Todos já passamos ou vivenciamos alguns conflitos gerados a partir da problemática do direito da herança, de quem é esse direito?
Nas primícias da civilização, o modo de vida e as relações de parentesco eram compartilhadas. Para se conseguir um alimento, os mais habilidosos saíam para a caça e, ao retornar, o alimento era dividido para todos os membros. A estrutura era coletiva e, com isso, as posses e as terras tinham essa característica de pertencer a todos, pois todos permaneciam no mesmo núcleo familiar.
Com o passar o tempo, o conceito de propriedade ganhou uma característica individual.
O modo de viver e os interesses mudaram e, isso impactou a estrutura da sociedade, começamos a delimitar a propriedade.

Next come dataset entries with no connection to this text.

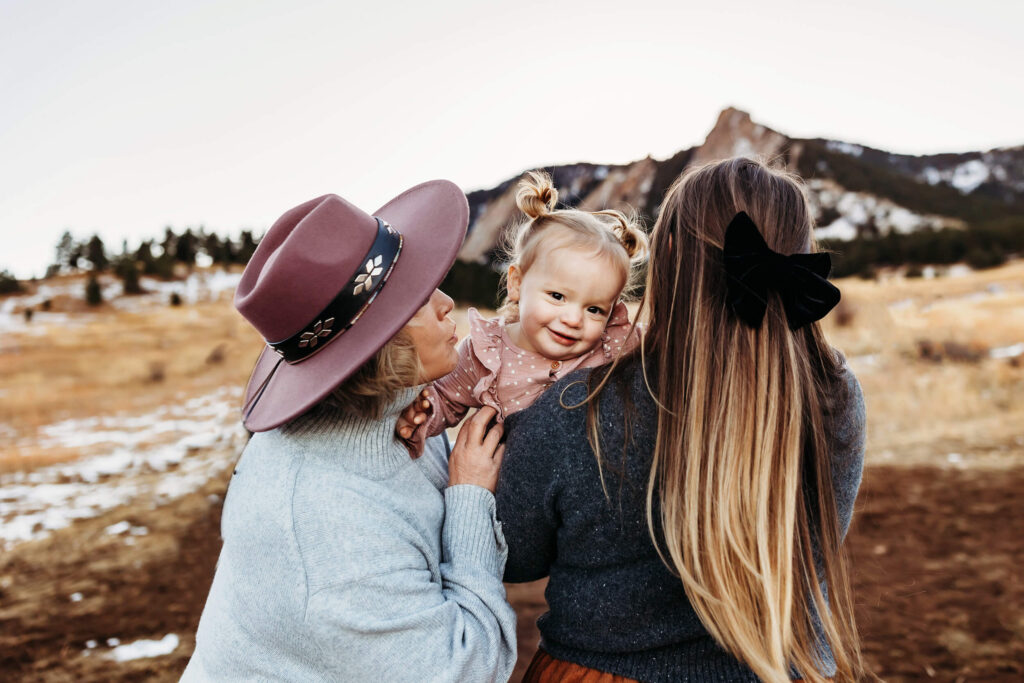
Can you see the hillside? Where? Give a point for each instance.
(119, 427)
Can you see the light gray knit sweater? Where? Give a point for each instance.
(344, 559)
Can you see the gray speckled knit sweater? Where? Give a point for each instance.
(345, 560)
(613, 605)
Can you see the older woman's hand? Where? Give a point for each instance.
(477, 455)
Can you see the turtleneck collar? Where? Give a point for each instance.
(366, 445)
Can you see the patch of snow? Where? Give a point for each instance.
(187, 442)
(845, 147)
(901, 304)
(742, 147)
(969, 175)
(903, 220)
(144, 648)
(965, 177)
(117, 529)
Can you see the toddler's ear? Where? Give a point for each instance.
(514, 282)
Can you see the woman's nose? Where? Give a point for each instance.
(444, 304)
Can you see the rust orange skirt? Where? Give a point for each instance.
(546, 669)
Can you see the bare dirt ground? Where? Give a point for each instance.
(936, 544)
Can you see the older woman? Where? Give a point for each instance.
(343, 557)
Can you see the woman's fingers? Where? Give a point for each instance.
(477, 454)
(494, 437)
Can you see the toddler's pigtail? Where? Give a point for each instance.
(630, 235)
(537, 198)
(537, 195)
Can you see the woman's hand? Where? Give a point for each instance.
(477, 455)
(414, 416)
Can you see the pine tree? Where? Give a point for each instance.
(184, 250)
(93, 293)
(96, 253)
(67, 252)
(247, 247)
(144, 256)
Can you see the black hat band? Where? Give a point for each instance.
(351, 301)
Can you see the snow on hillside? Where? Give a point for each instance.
(159, 456)
(862, 212)
(199, 287)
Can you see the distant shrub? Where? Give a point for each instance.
(93, 293)
(8, 283)
(980, 257)
(158, 372)
(163, 267)
(472, 284)
(949, 350)
(217, 355)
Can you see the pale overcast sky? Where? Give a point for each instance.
(123, 117)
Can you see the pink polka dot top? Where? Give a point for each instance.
(495, 372)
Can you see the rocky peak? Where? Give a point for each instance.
(735, 134)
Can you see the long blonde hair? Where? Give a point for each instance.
(610, 233)
(740, 471)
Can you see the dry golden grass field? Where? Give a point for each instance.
(118, 426)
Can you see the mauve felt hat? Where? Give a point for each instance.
(330, 285)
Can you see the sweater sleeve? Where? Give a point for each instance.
(452, 395)
(847, 429)
(400, 625)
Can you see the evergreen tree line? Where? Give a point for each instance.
(158, 259)
(984, 246)
(153, 257)
(994, 223)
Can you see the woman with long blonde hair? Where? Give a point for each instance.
(689, 501)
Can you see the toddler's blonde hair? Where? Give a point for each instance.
(611, 233)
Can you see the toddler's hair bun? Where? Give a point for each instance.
(537, 195)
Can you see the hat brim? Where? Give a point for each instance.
(432, 218)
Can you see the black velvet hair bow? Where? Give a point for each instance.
(753, 269)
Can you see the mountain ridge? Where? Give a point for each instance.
(857, 191)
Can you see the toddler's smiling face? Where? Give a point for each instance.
(564, 298)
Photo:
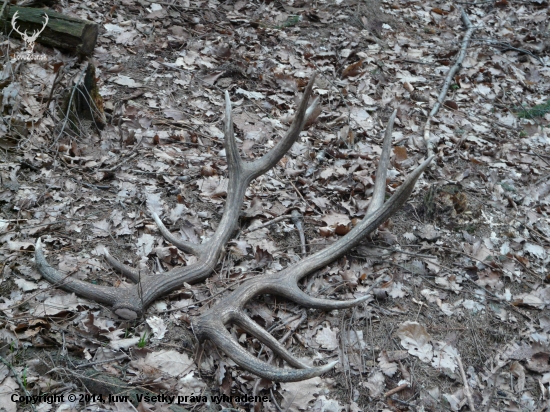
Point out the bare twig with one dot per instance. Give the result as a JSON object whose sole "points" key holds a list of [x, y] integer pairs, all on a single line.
{"points": [[449, 79], [467, 389]]}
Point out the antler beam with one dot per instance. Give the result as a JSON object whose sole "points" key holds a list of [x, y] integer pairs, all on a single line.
{"points": [[131, 302], [211, 324]]}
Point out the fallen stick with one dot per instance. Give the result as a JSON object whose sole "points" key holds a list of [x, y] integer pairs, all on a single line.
{"points": [[449, 78]]}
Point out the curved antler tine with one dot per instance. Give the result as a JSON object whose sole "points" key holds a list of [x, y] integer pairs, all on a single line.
{"points": [[379, 191], [267, 161], [180, 244], [231, 150], [101, 294], [223, 339], [125, 270], [263, 336], [293, 292]]}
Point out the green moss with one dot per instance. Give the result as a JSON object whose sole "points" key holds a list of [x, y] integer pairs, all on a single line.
{"points": [[536, 111]]}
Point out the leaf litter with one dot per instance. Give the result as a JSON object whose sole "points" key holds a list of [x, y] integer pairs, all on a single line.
{"points": [[460, 318]]}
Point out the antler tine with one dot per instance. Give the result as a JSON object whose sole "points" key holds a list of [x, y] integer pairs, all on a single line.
{"points": [[377, 199], [211, 324], [102, 294], [130, 302], [218, 334], [127, 271]]}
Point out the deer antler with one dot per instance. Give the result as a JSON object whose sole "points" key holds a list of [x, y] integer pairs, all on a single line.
{"points": [[211, 324], [130, 302]]}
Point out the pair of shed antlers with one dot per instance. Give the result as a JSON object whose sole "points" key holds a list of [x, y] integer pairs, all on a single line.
{"points": [[131, 302]]}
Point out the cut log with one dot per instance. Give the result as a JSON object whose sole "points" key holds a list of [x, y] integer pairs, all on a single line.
{"points": [[62, 32]]}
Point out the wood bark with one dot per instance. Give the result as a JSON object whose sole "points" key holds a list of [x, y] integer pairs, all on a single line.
{"points": [[62, 32]]}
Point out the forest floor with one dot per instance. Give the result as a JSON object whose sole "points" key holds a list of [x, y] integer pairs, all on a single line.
{"points": [[461, 319]]}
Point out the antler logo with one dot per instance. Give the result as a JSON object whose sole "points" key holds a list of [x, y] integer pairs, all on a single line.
{"points": [[30, 40]]}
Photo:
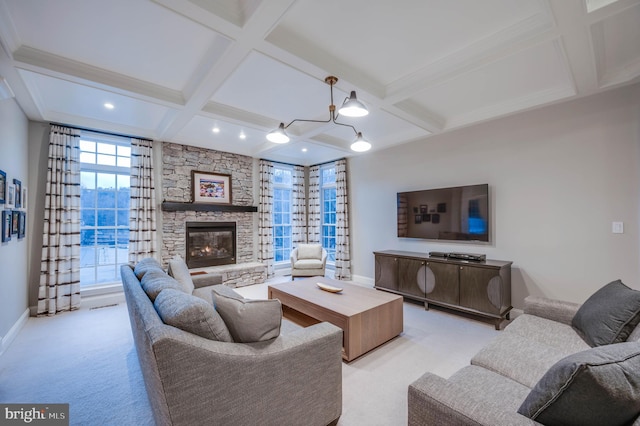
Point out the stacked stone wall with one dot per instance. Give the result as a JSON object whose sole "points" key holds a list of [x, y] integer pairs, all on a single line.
{"points": [[177, 163]]}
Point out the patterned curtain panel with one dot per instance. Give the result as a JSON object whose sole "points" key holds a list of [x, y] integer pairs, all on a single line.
{"points": [[313, 226], [343, 256], [265, 217], [142, 205], [59, 288], [299, 208]]}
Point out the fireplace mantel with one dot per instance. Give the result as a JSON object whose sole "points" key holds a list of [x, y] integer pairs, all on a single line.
{"points": [[169, 206]]}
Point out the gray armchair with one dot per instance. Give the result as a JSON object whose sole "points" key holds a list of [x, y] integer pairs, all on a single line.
{"points": [[308, 260]]}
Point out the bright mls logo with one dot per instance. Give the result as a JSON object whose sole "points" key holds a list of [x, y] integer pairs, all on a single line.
{"points": [[36, 414]]}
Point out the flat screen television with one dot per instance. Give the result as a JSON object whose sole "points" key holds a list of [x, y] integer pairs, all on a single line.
{"points": [[460, 213]]}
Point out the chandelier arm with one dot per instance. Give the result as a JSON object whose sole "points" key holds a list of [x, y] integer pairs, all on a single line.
{"points": [[311, 121], [344, 124]]}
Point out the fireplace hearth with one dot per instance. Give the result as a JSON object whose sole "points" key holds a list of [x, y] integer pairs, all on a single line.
{"points": [[210, 244]]}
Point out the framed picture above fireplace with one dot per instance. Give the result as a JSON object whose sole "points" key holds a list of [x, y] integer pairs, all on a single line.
{"points": [[212, 188]]}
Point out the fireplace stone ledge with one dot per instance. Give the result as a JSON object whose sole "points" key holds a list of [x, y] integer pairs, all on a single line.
{"points": [[238, 274]]}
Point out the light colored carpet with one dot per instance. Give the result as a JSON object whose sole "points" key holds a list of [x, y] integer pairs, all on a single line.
{"points": [[86, 358]]}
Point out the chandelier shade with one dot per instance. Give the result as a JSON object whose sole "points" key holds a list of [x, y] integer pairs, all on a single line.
{"points": [[360, 144], [278, 135], [351, 107]]}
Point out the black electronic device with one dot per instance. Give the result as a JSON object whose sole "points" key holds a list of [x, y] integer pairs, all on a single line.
{"points": [[438, 254], [456, 214], [472, 257]]}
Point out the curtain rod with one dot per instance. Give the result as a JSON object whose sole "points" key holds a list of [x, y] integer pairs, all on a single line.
{"points": [[327, 162], [299, 165], [86, 129]]}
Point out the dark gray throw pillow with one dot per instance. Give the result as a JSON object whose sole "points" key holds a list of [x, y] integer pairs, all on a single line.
{"points": [[609, 315], [154, 281], [249, 320], [599, 386], [145, 265], [192, 314]]}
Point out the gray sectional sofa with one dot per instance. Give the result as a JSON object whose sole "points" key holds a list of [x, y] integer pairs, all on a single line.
{"points": [[544, 369], [283, 378]]}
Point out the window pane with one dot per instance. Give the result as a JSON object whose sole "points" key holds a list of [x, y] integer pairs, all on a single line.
{"points": [[122, 238], [106, 237], [107, 273], [88, 217], [86, 157], [87, 146], [106, 199], [106, 160], [106, 218], [124, 162], [88, 198], [88, 180], [106, 148], [124, 151], [104, 211], [123, 217], [87, 237], [87, 256], [106, 180]]}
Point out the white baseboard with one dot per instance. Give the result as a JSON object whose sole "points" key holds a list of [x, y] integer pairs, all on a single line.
{"points": [[13, 331], [99, 301]]}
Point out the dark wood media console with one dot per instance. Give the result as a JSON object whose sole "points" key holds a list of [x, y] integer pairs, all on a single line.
{"points": [[479, 288]]}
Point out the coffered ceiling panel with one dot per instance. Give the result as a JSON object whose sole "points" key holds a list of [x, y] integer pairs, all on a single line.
{"points": [[207, 132], [133, 38], [389, 40], [524, 79], [617, 54], [264, 86], [60, 100], [174, 69]]}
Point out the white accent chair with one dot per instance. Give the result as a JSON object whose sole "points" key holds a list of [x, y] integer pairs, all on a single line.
{"points": [[308, 260]]}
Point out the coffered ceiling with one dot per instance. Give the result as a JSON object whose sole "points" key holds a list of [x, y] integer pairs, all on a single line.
{"points": [[176, 69]]}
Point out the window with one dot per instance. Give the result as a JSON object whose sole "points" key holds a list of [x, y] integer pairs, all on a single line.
{"points": [[282, 200], [104, 228], [328, 213]]}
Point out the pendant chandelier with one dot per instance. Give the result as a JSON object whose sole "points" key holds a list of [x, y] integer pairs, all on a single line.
{"points": [[351, 107]]}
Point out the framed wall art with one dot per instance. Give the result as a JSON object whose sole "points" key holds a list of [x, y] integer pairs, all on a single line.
{"points": [[209, 187], [11, 197], [22, 224], [6, 225], [3, 187], [18, 200], [14, 221]]}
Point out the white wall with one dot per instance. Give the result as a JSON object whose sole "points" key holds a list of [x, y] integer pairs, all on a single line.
{"points": [[557, 176], [13, 254]]}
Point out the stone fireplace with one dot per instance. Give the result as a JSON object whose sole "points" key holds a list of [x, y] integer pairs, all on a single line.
{"points": [[210, 243]]}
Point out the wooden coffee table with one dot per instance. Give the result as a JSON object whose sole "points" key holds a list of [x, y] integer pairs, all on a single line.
{"points": [[367, 317]]}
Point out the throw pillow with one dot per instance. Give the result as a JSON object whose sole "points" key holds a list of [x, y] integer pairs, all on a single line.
{"points": [[178, 269], [191, 314], [309, 251], [145, 265], [153, 282], [249, 320], [609, 315], [594, 387]]}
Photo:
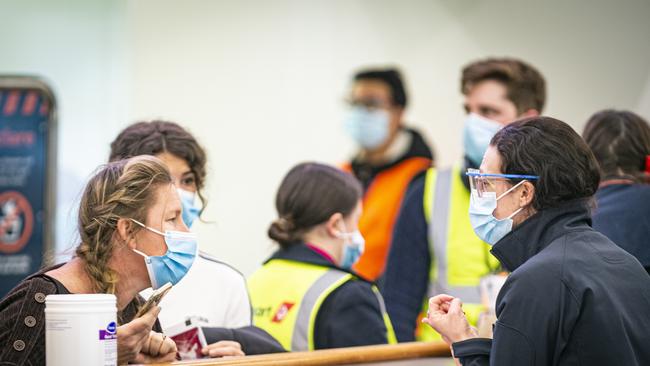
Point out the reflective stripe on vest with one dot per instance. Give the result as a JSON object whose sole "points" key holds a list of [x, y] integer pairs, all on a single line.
{"points": [[287, 295], [459, 257], [381, 204]]}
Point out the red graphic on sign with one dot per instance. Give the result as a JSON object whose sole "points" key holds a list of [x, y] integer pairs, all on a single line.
{"points": [[29, 104], [12, 103], [16, 221], [282, 312]]}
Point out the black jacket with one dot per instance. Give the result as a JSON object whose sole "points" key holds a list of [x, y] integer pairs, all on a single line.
{"points": [[623, 215], [573, 298], [350, 315], [366, 172]]}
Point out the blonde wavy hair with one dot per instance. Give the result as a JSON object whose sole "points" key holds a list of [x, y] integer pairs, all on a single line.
{"points": [[121, 189]]}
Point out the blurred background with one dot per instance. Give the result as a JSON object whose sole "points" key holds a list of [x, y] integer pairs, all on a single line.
{"points": [[262, 83]]}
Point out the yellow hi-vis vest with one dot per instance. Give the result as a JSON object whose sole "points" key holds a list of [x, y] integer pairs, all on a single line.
{"points": [[286, 296], [458, 257]]}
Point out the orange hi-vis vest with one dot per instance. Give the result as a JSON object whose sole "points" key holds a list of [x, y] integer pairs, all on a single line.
{"points": [[381, 204]]}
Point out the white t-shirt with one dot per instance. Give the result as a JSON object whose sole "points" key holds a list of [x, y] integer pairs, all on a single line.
{"points": [[211, 290]]}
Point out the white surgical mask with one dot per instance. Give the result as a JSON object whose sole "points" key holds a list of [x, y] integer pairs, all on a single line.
{"points": [[353, 247], [368, 128], [477, 134], [481, 215], [176, 262]]}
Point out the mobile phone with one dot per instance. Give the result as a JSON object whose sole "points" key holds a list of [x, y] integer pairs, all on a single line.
{"points": [[154, 299]]}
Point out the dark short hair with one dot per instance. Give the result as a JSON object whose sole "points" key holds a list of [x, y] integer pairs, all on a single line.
{"points": [[155, 137], [391, 77], [308, 196], [526, 86], [552, 150], [620, 140]]}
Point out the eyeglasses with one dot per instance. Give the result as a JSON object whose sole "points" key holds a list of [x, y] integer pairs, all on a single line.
{"points": [[483, 182]]}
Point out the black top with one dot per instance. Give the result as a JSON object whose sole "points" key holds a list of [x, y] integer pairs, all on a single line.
{"points": [[573, 297], [623, 215], [367, 172], [405, 291], [350, 315], [22, 318], [253, 340]]}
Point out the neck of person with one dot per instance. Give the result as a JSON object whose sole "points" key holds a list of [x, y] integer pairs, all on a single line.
{"points": [[381, 154], [130, 282], [327, 244]]}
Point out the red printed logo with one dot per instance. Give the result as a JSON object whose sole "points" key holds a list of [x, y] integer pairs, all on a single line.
{"points": [[282, 312], [16, 221]]}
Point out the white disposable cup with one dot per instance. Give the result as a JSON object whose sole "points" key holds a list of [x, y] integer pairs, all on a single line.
{"points": [[81, 329]]}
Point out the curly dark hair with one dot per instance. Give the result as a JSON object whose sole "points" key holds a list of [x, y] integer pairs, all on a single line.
{"points": [[552, 150], [155, 137]]}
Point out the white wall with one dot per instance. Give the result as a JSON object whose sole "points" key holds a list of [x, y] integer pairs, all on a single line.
{"points": [[261, 83], [77, 46]]}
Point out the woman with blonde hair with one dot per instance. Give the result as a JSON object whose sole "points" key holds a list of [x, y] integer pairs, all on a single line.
{"points": [[129, 210]]}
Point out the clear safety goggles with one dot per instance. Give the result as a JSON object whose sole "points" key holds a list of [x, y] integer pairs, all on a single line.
{"points": [[481, 183]]}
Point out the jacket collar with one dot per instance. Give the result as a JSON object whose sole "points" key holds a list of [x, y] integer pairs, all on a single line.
{"points": [[299, 252], [538, 231]]}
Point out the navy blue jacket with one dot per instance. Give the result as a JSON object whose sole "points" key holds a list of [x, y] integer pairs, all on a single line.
{"points": [[350, 315], [573, 298], [406, 277], [623, 215]]}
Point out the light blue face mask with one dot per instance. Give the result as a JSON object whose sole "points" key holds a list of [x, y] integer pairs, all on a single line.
{"points": [[481, 215], [353, 247], [176, 262], [191, 208], [477, 135], [368, 128]]}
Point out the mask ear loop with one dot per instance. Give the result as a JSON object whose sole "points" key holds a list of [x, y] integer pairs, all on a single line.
{"points": [[148, 228], [146, 257], [511, 189], [508, 191]]}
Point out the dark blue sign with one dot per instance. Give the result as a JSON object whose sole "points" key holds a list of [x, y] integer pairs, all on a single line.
{"points": [[25, 127]]}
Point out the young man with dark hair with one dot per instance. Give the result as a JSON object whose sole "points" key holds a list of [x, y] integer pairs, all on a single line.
{"points": [[434, 248], [389, 156]]}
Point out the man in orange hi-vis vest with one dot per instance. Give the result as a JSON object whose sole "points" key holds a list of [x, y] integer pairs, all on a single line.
{"points": [[389, 156]]}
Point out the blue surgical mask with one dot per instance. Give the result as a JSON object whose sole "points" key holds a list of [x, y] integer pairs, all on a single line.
{"points": [[368, 128], [191, 208], [353, 246], [176, 262], [481, 215], [477, 135]]}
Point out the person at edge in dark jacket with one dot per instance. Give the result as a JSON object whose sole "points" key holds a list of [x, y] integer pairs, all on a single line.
{"points": [[573, 296], [389, 155], [620, 140], [306, 295]]}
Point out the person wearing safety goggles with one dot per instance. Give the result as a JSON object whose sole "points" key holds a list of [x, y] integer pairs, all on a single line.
{"points": [[433, 237], [573, 297]]}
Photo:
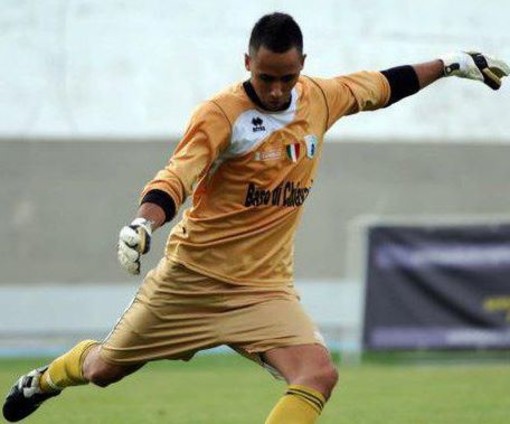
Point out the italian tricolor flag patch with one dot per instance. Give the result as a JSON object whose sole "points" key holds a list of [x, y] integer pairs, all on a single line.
{"points": [[293, 151]]}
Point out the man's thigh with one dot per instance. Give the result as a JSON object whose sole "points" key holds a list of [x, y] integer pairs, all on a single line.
{"points": [[170, 318]]}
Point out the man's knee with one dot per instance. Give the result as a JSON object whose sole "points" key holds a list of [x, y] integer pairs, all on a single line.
{"points": [[101, 373], [328, 376]]}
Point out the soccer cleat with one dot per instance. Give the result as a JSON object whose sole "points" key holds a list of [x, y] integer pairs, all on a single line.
{"points": [[25, 396]]}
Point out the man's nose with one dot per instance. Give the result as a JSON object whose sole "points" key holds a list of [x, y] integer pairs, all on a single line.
{"points": [[276, 90]]}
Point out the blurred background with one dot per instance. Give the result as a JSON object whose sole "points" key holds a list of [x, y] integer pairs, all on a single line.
{"points": [[95, 94]]}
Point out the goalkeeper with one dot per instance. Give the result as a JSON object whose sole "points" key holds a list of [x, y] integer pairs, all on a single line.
{"points": [[248, 159]]}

O lar passou a ter uma natureza privada, e com isso, podemos dizer que surgiram os direitos relacionados a essas posses.
Direitos que estão disciplinados respectivamente nos incisos XXII e XXX do art. 5.º da nossa Constituição Federal: direito à propriedade e direito à herança.
Uma das características da propriedade é o seu caráter perpétuo.
Conforme os artigos 6.º e 1784 do Código Civil, a existência da pessoa natural termina com a morte e, nesse momento, abre-se a sucessão de modo que a herança transmite-se, instantaneamente, aos herdeiros legítimos e testamentários, ainda que eles não saibam.
Numa estrutura normal de família, a perda de um ente querido é um momento muito difícil. E quando há bens, por causa dos prazos que existem temos que dar andamento em processos de herança, partilha de bens, inventários.
O processo de herança pode se tornar mais demorado quando não há testamento. Essa disputa pode se arrastar um pouco mais se o valor do patrimônio for considerável.
Mesmo quando há testamento tem processos que perduram por anos devido a vários conflitos de interesses entre os membros da família e possíveis interessados.
Vou citar alguns casos no nosso País:
– O apresentador Gugu Liberato deixou seu patrimônio para os filhos e sobrinhos, mas Rose Miriam Di Matteo tenta comprovar uma união estável; Thiago Salvático afirma ter vivido 8 anos com o artista. O apresentador morreu no final de 2019 e essa disputa aparenta estar longe do fim.
– A herança de Agnaldo Timóteo gera confusão em família: A família do artista entrou em discussão sobre os bens que o cantor teria deixado para a filha, a adolescente que é adotiva Keyty Evelyn, de 14 anos, e recebeu 50% dos bens do cantor.
Ressalte-se que é um caso recente. O cantor Agnaldo morreu no dia 3/4/21, tendo como motivo da morte: complicações da covid-19.
Em nossas famílias, com mais ou menos posses, já passamos por isso, ou vivenciamos alguns conflitos gerados a partir da problemática do direito da herança, de quem é esse direito? Pelas minhas observações e experiências essa lide é resolvida, na maioria das vezes, na esfera judicial.
Na existência de um testamento seria muito mais fácil respeitar a vontade do falecido e, mesmo na falta deste instrumento, poderíamos reconhecer a vontade do finado.
Pois bem, não quero entrar no mérito de quem tem razão nos dois casos citados acima, mas quero iniciar uma reflexão.
Diante do momento de pandemia que estamos vivendo, num cenário incerto com tantas inseguranças, não será o momento de revermos os nossos conceitos?
Tendo em vista a problemática da herança, será que, até que tenhamos um veredicto, estaremos vivos para usufruirmos desse direito? Se não, o mesmo será disputado por outra pessoa? Ou na falta de herdeiros, os bens irão para o governo?
Pois bem, no mês passado, na cidade de Miguelópolis uma família inteira foi devastada pela covid-19, tudo isso ocorreu em um período de 11 dias. A primeira vítima da família foi um dos filhos (43 anos). Três dias depois, seu irmão (48 anos). Com apenas um dia de diferença, o pai (69 anos). Logo em seguida foi a vez da mãe (67 anos).
Imaginemos se um desses integrantes tivesse ingressado na justiça com o processo de herança, será que o processo seria finalizado? Com certeza, não. Pelo curto período de tempo que ocorreu toda essa tragédia, acredito que o processo nem teria sido autuado.
No meu ponto de vista, já que não batalhamos para a construção do bem, e vamos recebê-lo literalmente como “um presente”. Temos que fazer uso do nosso direito previsto nas leis específicas respeitando acima de tudo a vontade do nosso ente querido.